Surgiu como um ramo regional da Al-Qaeda, mas em poucos anos o autodenominado Estado Islâmico (Daesh) tornou-se um movimento mais rico, mais influente e muito mais cruel do que a organização fundada por Bin Laden. Esta nova ameaça fez-se anunciar a 9 de junho, quando milícias do grupo radical Estado Islâmico do Iraque e do Levante tomaram edifícios governamentais, prisões, postos da polícia e o aeroporto internacional da cidade iraquiana de Mossul.

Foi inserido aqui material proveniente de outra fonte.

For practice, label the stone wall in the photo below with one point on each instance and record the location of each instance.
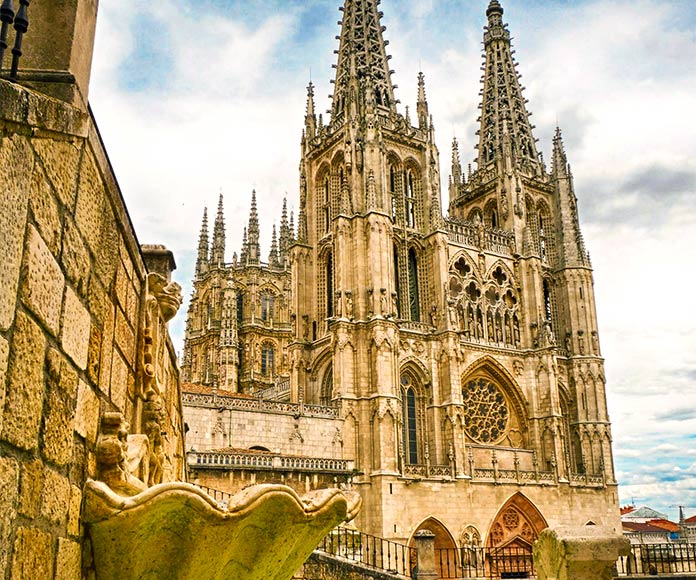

A debandada das forças de segurança iraquianas, assustadas com o avanço de jiadistas armados até aos dentes e impiedosos para com populações não-muçulmanas (cristãs e iazidis, por exemplo) e muçulmanas não-sunitas (como os xiitas), mostrou uma primeira razão para o surgimento deste fenómeno: as forças armadas iraquianas não estavam à altura de garantir a segurança de um território em estado de guerra crónico desde a invasão dos EUA, em 2003.
Uma segunda explicação decorreu da discriminação de que a minoria sunita foi alvo após o fim do regime de Saddam Hussein (sunita) e a subsequente subida ao poder da maioria xiita, que enveredou por uma governação sectária. Incapazes de servir sob as novas autoridades, ex-militares sunitas aderiram às hostes do Daesh, não tanto por afinidades ideológicas e religiosas (ainda que todos sejam sunitas), mas porque combatiam um inimigo comum: o poder central.
A situação do Iraque era apenas um dos lados da moeda. Na vizinha Síria, os sonhos de liberdade e democracia nascidos em 2011 no contexto da primavera árabe deram lugar a um rigoroso “inverno” de guerra, opondo o regime de Bashar al-Assad a uma galáxia de fações rebeldes. Estas, com o arrastar do conflito, acabaram se voltar umas contra as outras.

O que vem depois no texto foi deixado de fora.